I did still plan on being in politics though. When we moved here so Will could get is PhD, getting back into campaigning was still the goal, but a preschool teaching job fell into my lap, and let's face jobs these days don't fall into your lap, so I took it. I loved it more than I ever though I would. I was just so fun! Not only did I love the hilarity that is a room full of two year olds, I liked the organization and planning of teaching. I love lesson planning and craft supplies and the books, oh how I loved the books. So I didn't mind the break from politics, infact politics had really jaded me and I kind of needed the break. It is hard to be jaded when you are surrounded by 16 big-eyed open-minded two year olds. After I had been there for awhile I found out I was pregnant. A little while later that I was in fact pregnant with twins. The cost of twins in daycare on a preschool teacher's and phd student's salary was daunting, so I became a stay at home mom.
And that is how we got here! Now I have some friends who have known me from before and they honestly feel like I gave up my life and my dreams. They almost pity me for being where I am. I was filled with so much passion for what I wanted to do and the changes I want to try to make. What I don't think they understand is that I am still filled with that passion. I still want to make changes in the world. I still have all the same principals I had then, but I found out I am called to do something else. I am more fulfilled and content with my life than I ever was in all the campaign work I did. I'm not saying I won't get back to it on some level someday, but campaign managing and political strategy is not in my future. In my future is homemade cookies and carpooling and yes even more babies, and that is perfect with me.
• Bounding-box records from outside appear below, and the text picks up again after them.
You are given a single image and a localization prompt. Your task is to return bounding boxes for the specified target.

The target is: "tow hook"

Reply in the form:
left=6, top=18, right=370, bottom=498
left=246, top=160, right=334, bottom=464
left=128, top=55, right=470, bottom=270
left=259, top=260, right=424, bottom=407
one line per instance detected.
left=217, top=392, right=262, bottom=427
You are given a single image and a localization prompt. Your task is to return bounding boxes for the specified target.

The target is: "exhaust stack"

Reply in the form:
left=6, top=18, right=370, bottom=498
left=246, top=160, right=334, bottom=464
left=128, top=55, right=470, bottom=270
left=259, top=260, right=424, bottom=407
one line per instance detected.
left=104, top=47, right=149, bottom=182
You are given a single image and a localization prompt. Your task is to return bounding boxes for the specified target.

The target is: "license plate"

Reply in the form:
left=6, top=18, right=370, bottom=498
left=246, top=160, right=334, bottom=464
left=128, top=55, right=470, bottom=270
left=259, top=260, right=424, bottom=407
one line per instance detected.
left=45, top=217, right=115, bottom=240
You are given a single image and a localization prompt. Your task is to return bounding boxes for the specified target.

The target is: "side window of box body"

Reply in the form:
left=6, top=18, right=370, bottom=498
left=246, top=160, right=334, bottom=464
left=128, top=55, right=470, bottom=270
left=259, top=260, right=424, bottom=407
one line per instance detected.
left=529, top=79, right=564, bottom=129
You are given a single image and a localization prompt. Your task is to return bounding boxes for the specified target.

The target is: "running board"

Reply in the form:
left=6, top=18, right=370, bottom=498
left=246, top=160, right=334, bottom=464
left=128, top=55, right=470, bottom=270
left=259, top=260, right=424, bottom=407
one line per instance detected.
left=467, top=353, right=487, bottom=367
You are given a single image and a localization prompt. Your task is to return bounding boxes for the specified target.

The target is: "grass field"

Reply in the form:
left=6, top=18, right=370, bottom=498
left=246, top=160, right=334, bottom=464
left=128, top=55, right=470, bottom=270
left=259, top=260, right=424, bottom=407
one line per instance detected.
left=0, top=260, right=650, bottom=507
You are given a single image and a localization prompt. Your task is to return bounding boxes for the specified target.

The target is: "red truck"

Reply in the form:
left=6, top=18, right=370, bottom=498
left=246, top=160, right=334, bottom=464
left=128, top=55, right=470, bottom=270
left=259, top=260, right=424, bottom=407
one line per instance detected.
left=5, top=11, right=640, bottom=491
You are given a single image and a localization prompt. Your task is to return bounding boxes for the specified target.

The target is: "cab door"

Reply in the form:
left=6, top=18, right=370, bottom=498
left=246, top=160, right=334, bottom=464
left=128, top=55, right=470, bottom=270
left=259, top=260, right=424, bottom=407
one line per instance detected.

Many of my old friends I don't think would consider me a feminist anymore. Many of my new friends have problem with feminists. They feel it is a mother's duty to stay home. The subscribe to the adage "Why would you have kids if you would give them to someone else to raise all day?" I don't agree with that, but I do feel if you can stay home and you want to stay home, by all means find a way to make it happen.
So here I am. I am stay at home mom not always at home in the culture I am a part of, but absolutely loving being a stay at home mom. I still believe in all the things I used to believe in, but because I made the choice to stay home, I am perceived from my feminist friends as less of a feminists. I believe the movement was all about choice. Being able and allowed to make that choice. I am married to a man that if I said tonight "I wanna go back to work" He would say "Do it!" but he also understands and respects my want to be here for our babies. I make this choice. I love the choice I made, yet I respect it is not for everyone.
So that leaves me here. Home, where some think a feminist should not be and some here think feminists have it wrong. Here I sit and unlikely feminists believing women can do it all. Believing we are capable and equal in every way. Believing above all life is about making the choice and being allowed that choice and respecting others choices. I am still the same women I was, I just chose a different life.